Staff Sgt. Eitan Dov Rosenzweig, 21, of the Givati Brigade’s Shaked Battalion, was killed on November 22 in Gaza. He “was different, fascinating, very talented, very curious, a very interesting and rich person,” Milner says. He describes how Rosenzweig would meet him for extra learning study sessions at 6:30 a.m., before the morning prayers.
Rosenzweig was a “spiritual intellectual” who had an unusually broad understanding of Judaism but also, while still in high school, completed a BA degree in economics from the Open University. He also was close to the Gur Hassidic community in Jerusalem, visited museums, and was “interested in everything.”
He was also a poet, spoken word performer and a gifted visual artist. His final project in 12th grade was an intricate, four-meter-long illustration detailing important events in Jewish history. The school, Milner said, plans to print a book of Rosenzweig’s poetry and art.
The fathers of two current students have also fallen in battle: Dr. Eitan Neeiman, 45, who was killed while serving as a combat medic on October 11, and Sgt. Maj. Yossi Hershkovitz, 44, who was the principal of another religious boys’ school, ORT Pelech in Jerusalem.
The environment at Neveh Shmuel is different now, and “a lot of people are sad and affected. There isn’t anything perfect these days, but we have to try our best,” Milner stresses.
Around 40 percent of the staff are currently doing reserve IDF duty, along with most of the husbands of the female staff teachers and administrators. Despite this, he says the school is succeeding in creating a “reasonable” learning schedule.

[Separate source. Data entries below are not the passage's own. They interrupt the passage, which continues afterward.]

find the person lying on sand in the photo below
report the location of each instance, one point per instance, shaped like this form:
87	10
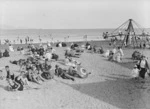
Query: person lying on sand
71	62
46	69
135	72
71	53
78	71
31	76
37	73
14	86
62	73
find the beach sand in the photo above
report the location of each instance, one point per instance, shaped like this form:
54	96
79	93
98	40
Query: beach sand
108	87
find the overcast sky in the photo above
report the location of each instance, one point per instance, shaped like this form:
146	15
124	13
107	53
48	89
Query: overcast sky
73	14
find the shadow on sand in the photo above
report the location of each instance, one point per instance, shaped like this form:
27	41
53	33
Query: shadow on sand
121	93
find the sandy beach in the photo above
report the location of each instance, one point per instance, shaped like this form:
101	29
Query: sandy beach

Neveh Shmuel is part of the Ohr Torah Stone network of educational institutions and was founded by American-born Rabbi Shlomo Riskin, who was a student of Rabbi Joseph Soloveitchik. As such, the organization maintains strong ties with the Modern Orthodox community in the United States.

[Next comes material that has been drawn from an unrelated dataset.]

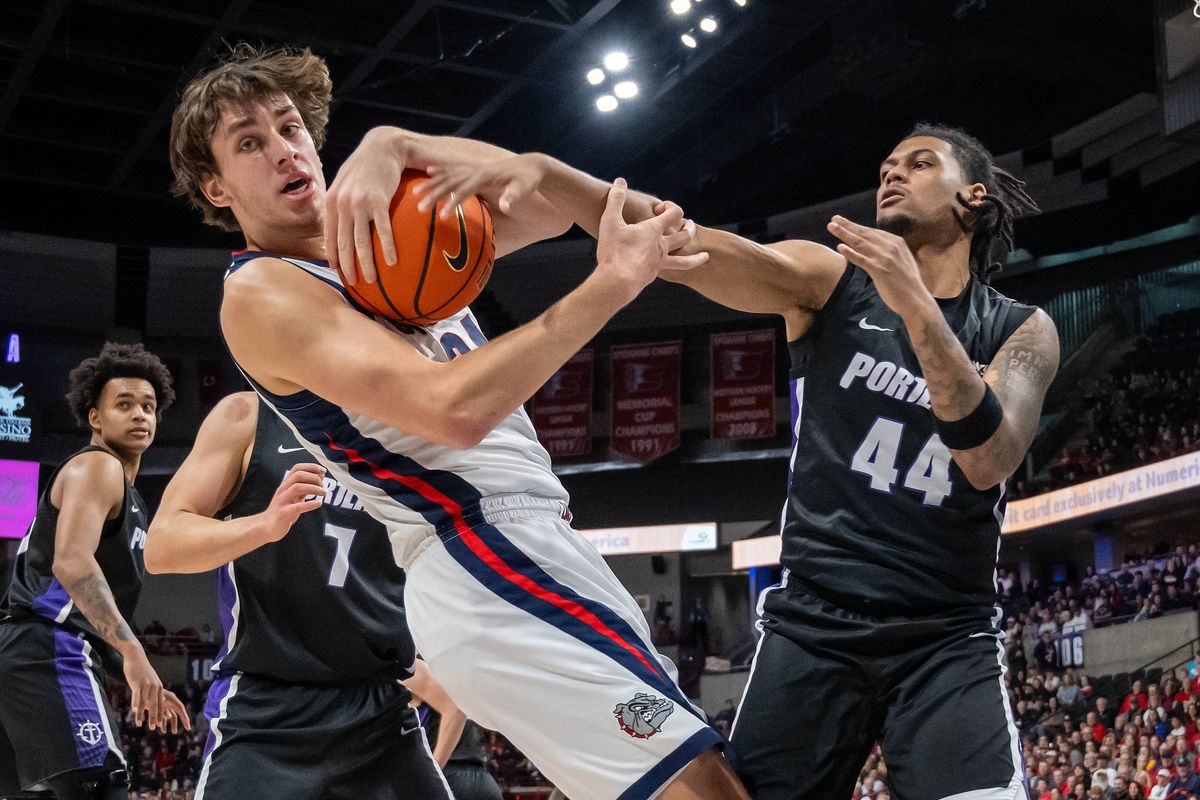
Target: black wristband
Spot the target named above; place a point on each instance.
(976, 427)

Like other schools in the Religious Zionist movement, Ohr Torah Stone strives to teach a balance of religious and secular studies, while instilling a sense of service to the Zionist mission and the State of Israel.
The entire Ohr Torah Stone network has around 4,000 alumni serving in reserve duty, says Rabbi Dr. Katriel Kenneth Brander, who succeeded Riskin several years ago as head of Ohr Torah Stone.

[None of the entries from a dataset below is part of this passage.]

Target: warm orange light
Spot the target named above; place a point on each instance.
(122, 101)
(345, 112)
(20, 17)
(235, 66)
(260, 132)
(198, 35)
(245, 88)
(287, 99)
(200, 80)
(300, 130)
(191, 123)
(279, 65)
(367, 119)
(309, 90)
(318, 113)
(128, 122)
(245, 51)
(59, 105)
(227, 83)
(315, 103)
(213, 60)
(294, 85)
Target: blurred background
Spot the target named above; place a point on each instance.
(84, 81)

He explains that for the entire network, there are in total seven former students who have been killed, and a further 23 associated families who have lost a husband or family member, either during the fighting or as a result of the October 7 massacres.
Ohr Torah Stone is operating on several levels during the war, including having fundraising drives, planning a dedicated effort for mental health and trauma infrastructure, hosting evacuee families in some of their facilities, organizing visits to families and soldiers, and more.
“We are mourning these losses, and I am concerned about my faculty, but the resolve, the spirit is amazing,” Brander says. “It’s not just by us. The resolve, the commitment, the willingness to put anyone’s personal stuff on hold to deal with the larger issues, it’s not just the ethos of the community but of the entire country.”